Spanning the 130-year period between the end of the Tokugawa Era and the end of the Cold War, this book introduces students to the formation, collapse, and rebirth of the modern Japanese state. It demonstrates how, faced with foreign threats, Japan developed a new governing structure to deal with these challenges and in turn gradually shaped its international environment. Had Japan been a self-sufficient power, like the United States, it is unlikely that external relations would have exercised such great control over the nation. And, if it were a smaller country, it may have been completely pressured from the outside and could not have influenced the global stage on its own.
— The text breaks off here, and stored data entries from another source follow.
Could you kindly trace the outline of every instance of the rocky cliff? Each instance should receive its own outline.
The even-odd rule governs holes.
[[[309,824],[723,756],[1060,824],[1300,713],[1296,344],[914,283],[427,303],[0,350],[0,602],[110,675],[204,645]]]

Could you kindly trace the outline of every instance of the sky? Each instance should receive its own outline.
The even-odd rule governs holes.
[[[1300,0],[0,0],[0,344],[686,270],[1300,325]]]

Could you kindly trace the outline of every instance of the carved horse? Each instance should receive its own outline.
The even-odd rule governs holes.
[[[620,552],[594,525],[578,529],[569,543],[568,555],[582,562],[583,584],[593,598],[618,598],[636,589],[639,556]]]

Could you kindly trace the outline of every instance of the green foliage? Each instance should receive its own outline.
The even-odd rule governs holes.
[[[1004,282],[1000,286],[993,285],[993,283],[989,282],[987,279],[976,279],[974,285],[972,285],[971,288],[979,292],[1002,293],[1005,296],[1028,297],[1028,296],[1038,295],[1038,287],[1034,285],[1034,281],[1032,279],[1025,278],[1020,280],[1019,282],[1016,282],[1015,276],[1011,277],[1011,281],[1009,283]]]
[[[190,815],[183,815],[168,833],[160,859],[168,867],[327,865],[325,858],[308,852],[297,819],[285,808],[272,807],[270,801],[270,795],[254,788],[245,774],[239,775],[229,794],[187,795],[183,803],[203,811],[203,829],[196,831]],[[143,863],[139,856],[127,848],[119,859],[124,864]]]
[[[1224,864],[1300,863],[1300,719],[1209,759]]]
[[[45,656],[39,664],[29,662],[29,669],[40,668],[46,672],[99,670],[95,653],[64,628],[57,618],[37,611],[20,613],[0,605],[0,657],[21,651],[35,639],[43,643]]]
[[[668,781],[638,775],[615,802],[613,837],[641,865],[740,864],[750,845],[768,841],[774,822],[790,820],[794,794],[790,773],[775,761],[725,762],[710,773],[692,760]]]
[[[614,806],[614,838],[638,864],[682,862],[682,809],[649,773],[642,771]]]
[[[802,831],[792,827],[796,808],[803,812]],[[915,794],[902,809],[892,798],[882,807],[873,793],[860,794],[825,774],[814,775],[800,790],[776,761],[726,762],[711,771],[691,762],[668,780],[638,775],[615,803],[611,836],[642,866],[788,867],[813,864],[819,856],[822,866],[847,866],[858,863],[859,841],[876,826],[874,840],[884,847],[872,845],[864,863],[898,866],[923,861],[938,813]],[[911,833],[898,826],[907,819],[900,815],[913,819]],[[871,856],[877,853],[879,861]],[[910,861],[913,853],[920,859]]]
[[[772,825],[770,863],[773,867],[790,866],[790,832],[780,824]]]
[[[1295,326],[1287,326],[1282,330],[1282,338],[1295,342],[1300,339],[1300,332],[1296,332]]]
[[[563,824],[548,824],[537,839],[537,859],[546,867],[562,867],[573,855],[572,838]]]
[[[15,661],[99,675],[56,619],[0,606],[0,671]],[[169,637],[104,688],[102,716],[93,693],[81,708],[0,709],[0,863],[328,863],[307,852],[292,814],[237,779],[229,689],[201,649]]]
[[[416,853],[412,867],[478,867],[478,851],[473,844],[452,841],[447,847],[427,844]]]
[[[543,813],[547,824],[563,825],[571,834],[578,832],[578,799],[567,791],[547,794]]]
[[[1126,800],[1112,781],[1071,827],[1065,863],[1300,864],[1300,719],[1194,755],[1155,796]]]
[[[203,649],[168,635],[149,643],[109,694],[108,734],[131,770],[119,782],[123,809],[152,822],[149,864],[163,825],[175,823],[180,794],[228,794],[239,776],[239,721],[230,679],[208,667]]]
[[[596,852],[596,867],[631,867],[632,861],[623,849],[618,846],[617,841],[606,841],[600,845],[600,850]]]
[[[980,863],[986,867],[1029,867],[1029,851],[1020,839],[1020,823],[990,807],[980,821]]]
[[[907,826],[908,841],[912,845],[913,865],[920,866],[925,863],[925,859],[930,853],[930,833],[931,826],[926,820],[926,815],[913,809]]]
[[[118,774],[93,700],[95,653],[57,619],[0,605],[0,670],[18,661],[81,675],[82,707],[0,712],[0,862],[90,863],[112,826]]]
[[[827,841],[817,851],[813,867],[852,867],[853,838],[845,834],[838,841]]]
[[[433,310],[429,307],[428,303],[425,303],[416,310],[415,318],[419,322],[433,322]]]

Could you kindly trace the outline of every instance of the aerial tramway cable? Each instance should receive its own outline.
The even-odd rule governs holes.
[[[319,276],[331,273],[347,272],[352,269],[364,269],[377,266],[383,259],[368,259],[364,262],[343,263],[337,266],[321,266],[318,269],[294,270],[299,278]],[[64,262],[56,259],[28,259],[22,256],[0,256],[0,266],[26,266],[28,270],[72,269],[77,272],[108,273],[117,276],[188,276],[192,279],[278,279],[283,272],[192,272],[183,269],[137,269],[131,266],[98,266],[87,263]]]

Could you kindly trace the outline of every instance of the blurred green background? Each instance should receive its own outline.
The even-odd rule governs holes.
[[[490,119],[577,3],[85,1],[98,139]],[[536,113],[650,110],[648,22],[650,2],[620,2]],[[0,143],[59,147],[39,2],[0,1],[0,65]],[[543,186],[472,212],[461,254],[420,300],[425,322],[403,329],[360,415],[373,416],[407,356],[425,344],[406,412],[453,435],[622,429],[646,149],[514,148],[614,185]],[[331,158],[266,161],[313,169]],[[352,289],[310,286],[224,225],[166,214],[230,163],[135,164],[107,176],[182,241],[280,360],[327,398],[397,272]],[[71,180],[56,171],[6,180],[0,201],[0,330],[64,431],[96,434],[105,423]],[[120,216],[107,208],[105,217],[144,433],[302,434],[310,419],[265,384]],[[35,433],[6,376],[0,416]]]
For better or worse therefore, this book argues, Japan was neither too large nor too small.
Covering the major events, actors, and institutions of Japan's modern history, the key themes discussed include:
Building the Meiji state and Constitution.
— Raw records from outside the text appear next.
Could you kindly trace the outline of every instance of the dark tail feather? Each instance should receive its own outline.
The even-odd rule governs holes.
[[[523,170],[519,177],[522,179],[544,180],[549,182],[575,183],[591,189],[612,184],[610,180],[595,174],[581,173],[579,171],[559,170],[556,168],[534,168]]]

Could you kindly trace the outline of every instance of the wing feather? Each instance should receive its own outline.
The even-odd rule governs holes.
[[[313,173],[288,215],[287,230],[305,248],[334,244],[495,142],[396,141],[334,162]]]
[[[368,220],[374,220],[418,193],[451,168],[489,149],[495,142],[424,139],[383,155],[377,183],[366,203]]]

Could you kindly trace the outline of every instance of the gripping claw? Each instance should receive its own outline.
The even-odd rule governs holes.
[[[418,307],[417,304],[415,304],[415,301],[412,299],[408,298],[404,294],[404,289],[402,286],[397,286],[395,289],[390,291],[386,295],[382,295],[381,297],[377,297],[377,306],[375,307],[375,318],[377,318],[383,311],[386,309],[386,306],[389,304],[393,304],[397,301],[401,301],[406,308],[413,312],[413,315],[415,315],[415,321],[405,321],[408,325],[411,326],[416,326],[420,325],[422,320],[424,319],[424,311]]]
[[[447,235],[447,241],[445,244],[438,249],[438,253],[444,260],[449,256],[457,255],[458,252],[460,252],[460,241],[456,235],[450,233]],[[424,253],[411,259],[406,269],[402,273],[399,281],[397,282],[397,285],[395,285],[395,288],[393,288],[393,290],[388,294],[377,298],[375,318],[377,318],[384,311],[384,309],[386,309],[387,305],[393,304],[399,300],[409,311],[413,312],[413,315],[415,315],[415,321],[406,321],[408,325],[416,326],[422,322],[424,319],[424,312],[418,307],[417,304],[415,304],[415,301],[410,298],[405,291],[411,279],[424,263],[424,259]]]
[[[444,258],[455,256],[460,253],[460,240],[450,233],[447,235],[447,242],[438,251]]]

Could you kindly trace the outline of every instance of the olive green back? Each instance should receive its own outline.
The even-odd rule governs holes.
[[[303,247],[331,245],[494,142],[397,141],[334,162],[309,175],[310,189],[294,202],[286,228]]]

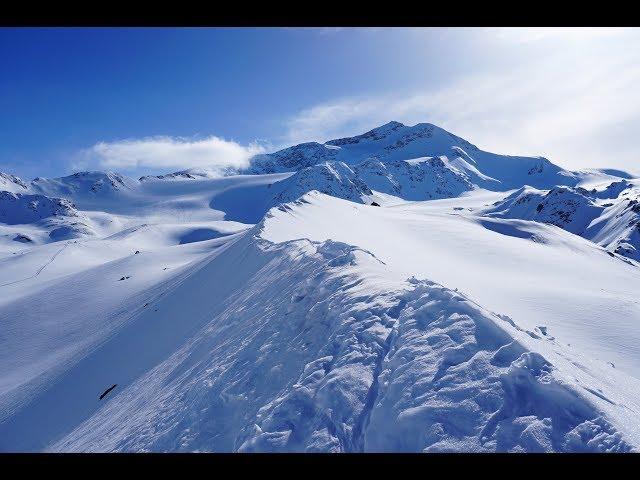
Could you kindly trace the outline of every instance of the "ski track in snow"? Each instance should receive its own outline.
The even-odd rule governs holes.
[[[38,270],[36,270],[36,272],[33,275],[31,275],[30,277],[26,277],[26,278],[23,278],[23,279],[20,279],[20,280],[15,280],[13,282],[3,283],[3,284],[0,285],[0,287],[6,287],[6,286],[9,286],[9,285],[15,285],[16,283],[22,283],[22,282],[24,282],[26,280],[31,280],[32,278],[37,277],[38,275],[40,275],[43,272],[43,270],[45,268],[47,268],[49,265],[51,265],[53,263],[53,261],[56,259],[56,257],[58,255],[60,255],[62,253],[62,251],[69,246],[70,243],[71,242],[65,242],[65,244],[62,246],[62,248],[60,248],[60,250],[56,251],[56,253],[54,253],[51,256],[51,258],[44,265],[42,265],[40,268],[38,268]]]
The establishment of Parliament.
The First Sino-Japanese and Russo-Japanese Wars.
Party Politics and International Cooperation.
The Pacific War.
Development of LDP politics.
Changes in the international order and the end of the Cold War.
This book, written by one of Japan's leading experts on Japan's political history, will be an essential resource for students of Japanese modern history and politics.
Kitaoka Shinichi is President of Japan International Cooperation Agency and Professor Emeritus of the University of Tokyo and Rikkyo University, Japan.